An average global temperature rise of “1.5 degrees” from pre-industrial levels “is what we need to survive. Two degrees is a death sentence for the people of Barbuda, Antigua, Maldives, Dominica, Kenya and Mozambique, and for the people of Samoa and Barbados “. Thus the premier of Barbados, Mia Mottley, during Cop26 in Glasgow.
“The pandemic” of Covid-19, continues Mottley, “has taught us that national solutions do not work for national problems. There are gaps: on climate finance for mitigation, on NDCs (National Determined Contributions, the commitments that each country takes to reduce emissions, ed.) What should we say to our peoples who are on the front line, when there is no ambition here and, unfortunately, not even some of the faces that are necessary? leave Scotland without the results they need? Do some leaders present believe they can survive on their own? Have they learned nothing from the pandemic? “
“The leaders – continues Mottley – must not disappoint those who elected them to lead. We must cut the Gordian knot: the central banks of the richest countries have spent 25 billion dollars on Quantitative Easing in the last 13 years.

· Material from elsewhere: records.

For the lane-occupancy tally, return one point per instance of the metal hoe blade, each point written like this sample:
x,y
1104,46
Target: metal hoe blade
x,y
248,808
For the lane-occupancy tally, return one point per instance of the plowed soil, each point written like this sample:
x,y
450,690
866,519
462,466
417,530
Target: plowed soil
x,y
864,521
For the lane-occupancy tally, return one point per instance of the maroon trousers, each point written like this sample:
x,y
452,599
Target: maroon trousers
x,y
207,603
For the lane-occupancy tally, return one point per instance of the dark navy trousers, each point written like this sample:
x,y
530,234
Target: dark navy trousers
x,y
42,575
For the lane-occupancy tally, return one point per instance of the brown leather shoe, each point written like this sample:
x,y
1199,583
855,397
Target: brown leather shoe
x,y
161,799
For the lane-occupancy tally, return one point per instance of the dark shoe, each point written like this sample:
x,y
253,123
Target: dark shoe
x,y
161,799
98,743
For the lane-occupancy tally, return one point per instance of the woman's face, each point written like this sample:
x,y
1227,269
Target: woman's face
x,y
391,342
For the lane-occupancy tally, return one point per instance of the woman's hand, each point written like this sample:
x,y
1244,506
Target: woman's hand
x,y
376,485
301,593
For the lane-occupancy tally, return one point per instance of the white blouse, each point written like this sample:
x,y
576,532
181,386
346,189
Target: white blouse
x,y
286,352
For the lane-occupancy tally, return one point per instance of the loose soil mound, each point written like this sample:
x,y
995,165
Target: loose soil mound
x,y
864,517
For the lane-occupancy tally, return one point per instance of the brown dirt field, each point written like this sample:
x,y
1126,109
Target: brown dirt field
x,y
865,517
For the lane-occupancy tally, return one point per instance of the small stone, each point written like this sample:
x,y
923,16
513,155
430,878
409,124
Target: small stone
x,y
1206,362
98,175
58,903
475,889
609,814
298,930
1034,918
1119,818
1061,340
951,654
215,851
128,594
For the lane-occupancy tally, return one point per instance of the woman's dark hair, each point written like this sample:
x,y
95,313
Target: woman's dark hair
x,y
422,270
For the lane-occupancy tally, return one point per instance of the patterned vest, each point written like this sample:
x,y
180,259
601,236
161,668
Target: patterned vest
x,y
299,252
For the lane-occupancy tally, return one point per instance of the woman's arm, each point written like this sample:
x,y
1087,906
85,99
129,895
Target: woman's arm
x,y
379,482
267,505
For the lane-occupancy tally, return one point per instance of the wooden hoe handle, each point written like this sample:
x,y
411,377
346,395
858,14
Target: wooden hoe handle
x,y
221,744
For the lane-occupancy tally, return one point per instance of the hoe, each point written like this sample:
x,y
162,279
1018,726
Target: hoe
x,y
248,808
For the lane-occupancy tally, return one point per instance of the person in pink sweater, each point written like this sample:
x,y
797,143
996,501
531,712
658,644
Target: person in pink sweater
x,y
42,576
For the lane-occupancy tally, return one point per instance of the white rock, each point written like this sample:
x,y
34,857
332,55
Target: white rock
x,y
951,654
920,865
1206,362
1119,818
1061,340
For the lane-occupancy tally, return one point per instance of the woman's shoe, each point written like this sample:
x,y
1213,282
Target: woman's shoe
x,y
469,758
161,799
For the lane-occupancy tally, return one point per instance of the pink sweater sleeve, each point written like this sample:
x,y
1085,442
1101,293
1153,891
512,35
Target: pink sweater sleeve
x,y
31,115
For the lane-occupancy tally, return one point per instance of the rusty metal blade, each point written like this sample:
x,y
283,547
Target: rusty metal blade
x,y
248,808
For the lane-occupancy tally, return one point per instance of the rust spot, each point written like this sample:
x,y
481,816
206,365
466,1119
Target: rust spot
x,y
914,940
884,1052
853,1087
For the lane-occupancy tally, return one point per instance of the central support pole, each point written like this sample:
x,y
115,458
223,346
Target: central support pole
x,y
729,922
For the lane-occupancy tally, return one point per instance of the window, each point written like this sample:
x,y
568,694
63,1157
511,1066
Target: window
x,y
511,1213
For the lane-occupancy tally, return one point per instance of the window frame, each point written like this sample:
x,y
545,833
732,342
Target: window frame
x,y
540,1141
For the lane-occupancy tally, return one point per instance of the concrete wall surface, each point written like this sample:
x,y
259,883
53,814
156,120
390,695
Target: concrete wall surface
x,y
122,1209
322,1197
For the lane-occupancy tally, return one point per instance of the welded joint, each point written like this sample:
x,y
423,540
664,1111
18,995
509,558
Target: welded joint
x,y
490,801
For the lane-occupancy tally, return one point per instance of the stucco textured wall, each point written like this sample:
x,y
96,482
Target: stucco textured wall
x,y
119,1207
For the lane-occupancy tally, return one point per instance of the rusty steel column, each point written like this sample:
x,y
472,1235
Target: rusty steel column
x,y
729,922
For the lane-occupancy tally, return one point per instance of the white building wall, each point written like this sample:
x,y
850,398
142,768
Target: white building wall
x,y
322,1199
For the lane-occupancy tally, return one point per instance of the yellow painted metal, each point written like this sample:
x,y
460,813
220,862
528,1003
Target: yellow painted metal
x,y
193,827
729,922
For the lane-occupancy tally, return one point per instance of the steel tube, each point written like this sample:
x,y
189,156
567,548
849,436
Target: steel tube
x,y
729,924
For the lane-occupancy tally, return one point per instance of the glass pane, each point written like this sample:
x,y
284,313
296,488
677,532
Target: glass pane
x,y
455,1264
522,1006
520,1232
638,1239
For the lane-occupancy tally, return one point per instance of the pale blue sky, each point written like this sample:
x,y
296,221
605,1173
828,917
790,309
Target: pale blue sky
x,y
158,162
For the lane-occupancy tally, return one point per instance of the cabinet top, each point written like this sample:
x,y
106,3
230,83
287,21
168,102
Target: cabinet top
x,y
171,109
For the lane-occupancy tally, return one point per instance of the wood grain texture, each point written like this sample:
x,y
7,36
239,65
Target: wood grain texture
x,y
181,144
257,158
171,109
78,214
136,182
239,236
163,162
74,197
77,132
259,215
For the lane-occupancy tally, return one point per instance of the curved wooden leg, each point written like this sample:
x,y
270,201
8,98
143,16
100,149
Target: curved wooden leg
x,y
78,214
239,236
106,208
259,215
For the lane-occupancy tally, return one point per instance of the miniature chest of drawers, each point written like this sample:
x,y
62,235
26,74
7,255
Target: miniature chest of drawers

If we had used them. to finance the energy transition, to change the way we eat and move, we would have already reached the limit of 1.5 degrees which is vital for us. We need an annual increase in special drawing rights (the accounting currency of IMF, ed) of 500 billion dollars a year for 20 years, placed in a trust, to finance the transition: this is the real gap that must be bridged, not the 50 billion proposed for climate adaptation. they seem a lot to you, guess what, it’s only 2% of what was spent on Qe “, he concludes.